Le président Bassirou Diomaye Faye a reçu jeudi le rapport final des assises de la justice, tenues du 28 mai au 4 juin dernier. A l’ensemble des parties prenantes, il a réitéré sa volonté de donner « un contenu clair » aux propositions qui sont de nature très originale et révolutionnaire.
Réitérant le désir de rupture systémique exprimé le 24 mars dernier par les citoyens à travers son élection au premier tour, le nouveau président dit prendre conscience de « l’exigence de réforme et de modernisation » de la justice sénégalaise, très critiquée sous les différents régimes qui se sont succédé à la tête du pays depuis son indépendance en 1960.
« Les réformes sur le Conseil supérieur de la magistrature (CSM), l’ouverture des professions libérales, la mise aux normes des lieux de détention, l’africanisation des symboles de la justice, l’encadrement des pratiques illégales comme le retour de parquet, la refonte du Code pénal et du Code de procédure pénale, afin d’en extraire les dispositions abusives et arbitraires, seront au cœur de mes préoccupations », a promis le président Faye, engagé dans la correction des « imperfections » et « lacunes » du cadre juridique sénégalais.
Le chef de l’Etat de 44 ans ne dispose pas pour le moment de la majorité parlementaire pour entamer ces réformes, alors qu’il ne peut pas, au vu de la constitution, dissoudre la présente Assemblée nationale, élue le 31 juillet 2022 et installée en septembre 2022, avant les deux ans de législature.
Dans son programme, il avait promis de quitter le CSM. Mais les participants au dialogue sur la réforme de la justice ont eu des « points de dissonance » sur la question. « Je ne tiens absolument pas à rester au CSM, mais je ne tiens pas non plus à en sortir », a précisé Bassirou Diomaye Faye.
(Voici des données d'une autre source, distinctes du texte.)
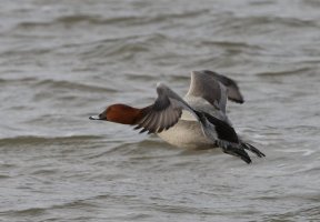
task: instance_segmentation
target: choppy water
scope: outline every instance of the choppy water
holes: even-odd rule
[[[0,6],[0,221],[319,221],[319,1]],[[230,119],[267,159],[88,119],[201,69],[238,80]]]

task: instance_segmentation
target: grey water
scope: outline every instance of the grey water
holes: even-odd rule
[[[266,159],[88,119],[203,69]],[[319,221],[319,94],[317,0],[1,1],[0,221]]]

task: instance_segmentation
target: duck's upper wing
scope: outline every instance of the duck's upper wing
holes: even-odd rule
[[[221,110],[223,113],[226,113],[227,88],[210,73],[203,71],[192,71],[191,83],[186,98],[204,99],[217,110]]]
[[[163,83],[157,84],[157,93],[158,98],[154,103],[141,110],[142,118],[134,128],[142,128],[140,133],[146,131],[156,133],[168,130],[179,121],[183,109],[198,118],[192,108]]]
[[[212,72],[210,70],[202,70],[200,72],[203,72],[203,73],[211,75],[212,78],[214,78],[216,80],[221,82],[224,87],[227,87],[227,89],[228,89],[227,93],[228,93],[229,100],[237,102],[237,103],[243,103],[244,102],[243,95],[241,94],[240,89],[238,87],[238,83],[234,80],[232,80],[226,75],[218,74],[217,72]]]

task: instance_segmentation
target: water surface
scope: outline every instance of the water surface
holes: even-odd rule
[[[317,221],[320,3],[316,0],[3,1],[0,221]],[[251,165],[89,121],[142,107],[191,70],[236,79]]]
Il soutient qu’il faut « prêter une oreille attentive aux magistrats », même si sa promesse de sortir du CSM était motivée par une volonté de matérialiser l’indépendance des juges qui, ainsi, ne seraient plus soumis au pouvoir exécutif.
En outre, le président Faye note que l’administration pénitentiaire fera l’objet d’une « attention particulière » à travers l’amélioration des conditions de détention et la restauration de la dignité des détenus. « Les interrogations et les propositions apportées sur les imaginaires, les valeurs et la perception de la justice seront à même de guider les prochaines mutations pour mieux arrimer le service public de la justice aux normes culturelles africaines », a-t-il indiqué, entendant donner un sens aigu à « la transformation digitale avec la dématérialisation et la numérisation » des procédures judiciaires.
La rupture dans la justice sera également opérée par la « création de nouvelles institutions », comme la haute autorité de la justice, la Cour constitutionnelle, ainsi que l’instauration d’un juge des libertés et de la détention. « L’heure des transformations systémiques de notre justice a sonné. Il est impératif de donner un contenu clair à ces différentes propositions afin de rétablir la relation de confiance et de respect mutuels entre la justice et les justiciables », a souligné le chef de l’Etat.